Subject: Re: permissions problems in METALOG file
To: <>
From: David Laight <>
List: tech-toolchain
Date: 05/19/2002 20:01:04
On Sun, May 19, 2002 at 08:52:54PM +1000, Luke Mewburn wrote:
> On Thu, May 16, 2002 at 02:03:25PM +0000, David Laight wrote:
>   | There are a several programs that are installed with multiple
>   | names.  Traditionally these have been hard linked together,
>   | However these entries (today) are type=file.
> If you extract the .tgz files built by "make release" on -current,
> this is not a problem.  This problem is also described in [toolchain/16207],
> and I fixed this problem (in the tar file generation at least) in rev 1.23
> of maketars (on 2002/04/13).

ok - that is a fix to the problem caused by the METALOG getting sorted
so that the entry for the link came before the entry for the file.

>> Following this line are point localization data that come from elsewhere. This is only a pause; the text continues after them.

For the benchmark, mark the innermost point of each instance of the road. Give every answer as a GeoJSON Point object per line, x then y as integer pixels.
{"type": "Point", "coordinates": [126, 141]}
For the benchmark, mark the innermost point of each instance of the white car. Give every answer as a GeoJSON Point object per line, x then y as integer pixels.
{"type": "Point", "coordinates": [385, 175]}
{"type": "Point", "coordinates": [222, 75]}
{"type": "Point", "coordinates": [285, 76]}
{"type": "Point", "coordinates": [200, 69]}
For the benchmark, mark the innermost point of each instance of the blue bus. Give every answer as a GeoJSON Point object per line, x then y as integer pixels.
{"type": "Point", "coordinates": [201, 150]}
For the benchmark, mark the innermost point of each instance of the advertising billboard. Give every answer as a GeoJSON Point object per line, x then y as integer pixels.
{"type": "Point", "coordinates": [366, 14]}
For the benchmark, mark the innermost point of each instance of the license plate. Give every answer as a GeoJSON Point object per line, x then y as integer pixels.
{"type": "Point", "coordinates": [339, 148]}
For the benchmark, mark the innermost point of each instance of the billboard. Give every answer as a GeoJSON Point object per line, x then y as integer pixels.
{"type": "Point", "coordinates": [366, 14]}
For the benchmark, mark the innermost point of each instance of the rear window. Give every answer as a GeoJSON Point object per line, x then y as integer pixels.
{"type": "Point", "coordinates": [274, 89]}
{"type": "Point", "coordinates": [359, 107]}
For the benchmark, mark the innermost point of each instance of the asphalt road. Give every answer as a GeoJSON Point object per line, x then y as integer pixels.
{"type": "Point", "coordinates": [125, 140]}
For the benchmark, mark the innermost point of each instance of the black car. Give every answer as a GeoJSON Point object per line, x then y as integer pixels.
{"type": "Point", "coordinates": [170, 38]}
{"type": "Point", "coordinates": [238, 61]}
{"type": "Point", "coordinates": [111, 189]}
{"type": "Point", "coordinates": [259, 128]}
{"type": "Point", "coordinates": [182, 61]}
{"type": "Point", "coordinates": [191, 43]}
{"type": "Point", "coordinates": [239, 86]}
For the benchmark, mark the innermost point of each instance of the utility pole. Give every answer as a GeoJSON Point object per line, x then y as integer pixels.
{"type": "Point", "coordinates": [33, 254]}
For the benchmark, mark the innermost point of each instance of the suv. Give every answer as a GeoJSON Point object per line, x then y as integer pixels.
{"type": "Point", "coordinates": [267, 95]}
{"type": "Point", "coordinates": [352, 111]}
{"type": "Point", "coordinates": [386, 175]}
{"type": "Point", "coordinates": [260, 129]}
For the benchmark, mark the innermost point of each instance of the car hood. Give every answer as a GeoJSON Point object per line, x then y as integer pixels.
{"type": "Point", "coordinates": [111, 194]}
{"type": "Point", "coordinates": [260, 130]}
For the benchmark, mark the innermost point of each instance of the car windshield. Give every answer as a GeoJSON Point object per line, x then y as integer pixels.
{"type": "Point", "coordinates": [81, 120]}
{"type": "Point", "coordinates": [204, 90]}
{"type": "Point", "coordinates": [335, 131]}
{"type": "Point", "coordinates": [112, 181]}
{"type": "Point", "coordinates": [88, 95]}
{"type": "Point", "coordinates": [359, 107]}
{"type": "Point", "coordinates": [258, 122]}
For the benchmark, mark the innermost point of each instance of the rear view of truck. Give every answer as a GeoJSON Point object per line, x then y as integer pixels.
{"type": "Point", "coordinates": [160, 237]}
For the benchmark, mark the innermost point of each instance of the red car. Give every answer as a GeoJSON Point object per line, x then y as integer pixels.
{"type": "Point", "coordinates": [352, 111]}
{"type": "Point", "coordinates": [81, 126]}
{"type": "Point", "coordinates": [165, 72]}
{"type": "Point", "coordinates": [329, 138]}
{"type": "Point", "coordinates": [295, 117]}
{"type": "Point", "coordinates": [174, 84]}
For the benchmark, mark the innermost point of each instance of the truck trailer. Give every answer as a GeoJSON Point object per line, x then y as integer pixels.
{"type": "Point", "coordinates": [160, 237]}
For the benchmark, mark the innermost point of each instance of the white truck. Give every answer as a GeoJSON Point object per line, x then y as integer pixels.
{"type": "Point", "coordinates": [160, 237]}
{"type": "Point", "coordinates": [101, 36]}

> The METALOG code is primarily designed to be used to build UNPRIVED
> builds into a DESTDIR, and build correct distribution tar files from
> the contents of the DESTDIR and the METALOG file.  It currently does
> that (unless there's some other bug lurking there).

I've not spotted one that stops that working, OTOH I'm not trying to
build distribution tapes.

> If you're using the METALOG for any other purpose,
> you need to understand its constraints.

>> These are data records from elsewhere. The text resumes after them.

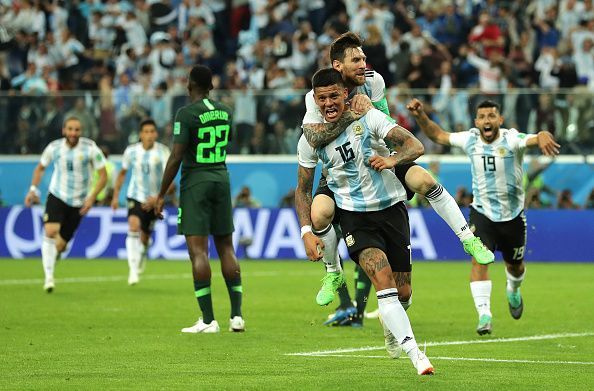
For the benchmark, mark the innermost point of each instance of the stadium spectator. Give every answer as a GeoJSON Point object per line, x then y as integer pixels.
{"type": "Point", "coordinates": [565, 200]}
{"type": "Point", "coordinates": [497, 215]}
{"type": "Point", "coordinates": [206, 209]}
{"type": "Point", "coordinates": [146, 161]}
{"type": "Point", "coordinates": [70, 195]}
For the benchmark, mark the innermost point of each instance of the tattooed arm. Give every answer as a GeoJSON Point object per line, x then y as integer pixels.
{"type": "Point", "coordinates": [319, 135]}
{"type": "Point", "coordinates": [303, 199]}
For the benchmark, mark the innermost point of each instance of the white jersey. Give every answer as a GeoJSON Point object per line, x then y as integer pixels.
{"type": "Point", "coordinates": [73, 169]}
{"type": "Point", "coordinates": [355, 184]}
{"type": "Point", "coordinates": [147, 168]}
{"type": "Point", "coordinates": [496, 171]}
{"type": "Point", "coordinates": [374, 88]}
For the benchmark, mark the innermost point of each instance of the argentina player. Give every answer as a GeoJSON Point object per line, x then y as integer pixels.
{"type": "Point", "coordinates": [497, 210]}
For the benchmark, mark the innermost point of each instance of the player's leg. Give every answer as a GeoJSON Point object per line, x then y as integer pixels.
{"type": "Point", "coordinates": [133, 244]}
{"type": "Point", "coordinates": [222, 228]}
{"type": "Point", "coordinates": [421, 182]}
{"type": "Point", "coordinates": [480, 284]}
{"type": "Point", "coordinates": [194, 216]}
{"type": "Point", "coordinates": [375, 263]}
{"type": "Point", "coordinates": [513, 245]}
{"type": "Point", "coordinates": [322, 214]}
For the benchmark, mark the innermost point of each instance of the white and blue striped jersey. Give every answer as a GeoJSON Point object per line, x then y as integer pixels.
{"type": "Point", "coordinates": [73, 169]}
{"type": "Point", "coordinates": [496, 171]}
{"type": "Point", "coordinates": [356, 185]}
{"type": "Point", "coordinates": [374, 88]}
{"type": "Point", "coordinates": [147, 168]}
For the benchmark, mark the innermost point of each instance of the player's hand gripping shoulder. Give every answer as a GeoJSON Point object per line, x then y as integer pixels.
{"type": "Point", "coordinates": [360, 105]}
{"type": "Point", "coordinates": [547, 143]}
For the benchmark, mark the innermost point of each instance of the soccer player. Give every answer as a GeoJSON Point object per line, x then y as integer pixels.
{"type": "Point", "coordinates": [348, 58]}
{"type": "Point", "coordinates": [497, 210]}
{"type": "Point", "coordinates": [373, 217]}
{"type": "Point", "coordinates": [200, 137]}
{"type": "Point", "coordinates": [70, 198]}
{"type": "Point", "coordinates": [147, 160]}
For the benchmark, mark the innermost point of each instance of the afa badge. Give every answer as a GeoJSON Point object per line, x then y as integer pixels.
{"type": "Point", "coordinates": [350, 240]}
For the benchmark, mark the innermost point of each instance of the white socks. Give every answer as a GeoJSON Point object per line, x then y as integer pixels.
{"type": "Point", "coordinates": [49, 254]}
{"type": "Point", "coordinates": [330, 240]}
{"type": "Point", "coordinates": [445, 206]}
{"type": "Point", "coordinates": [513, 283]}
{"type": "Point", "coordinates": [395, 319]}
{"type": "Point", "coordinates": [481, 293]}
{"type": "Point", "coordinates": [134, 251]}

What I'm trying to do (and the information is almost right) is
to use the METALOG to work out which files need copying from
$DESTDIR into my live system after a successful UNPRIVED update build.  
Partly this is paranio about running as few things as 'root' as
possible, and partly about ensuring the build completes before
overwriting any files.
On the whole it doesn't seem an unreasonable use of the METLOG data.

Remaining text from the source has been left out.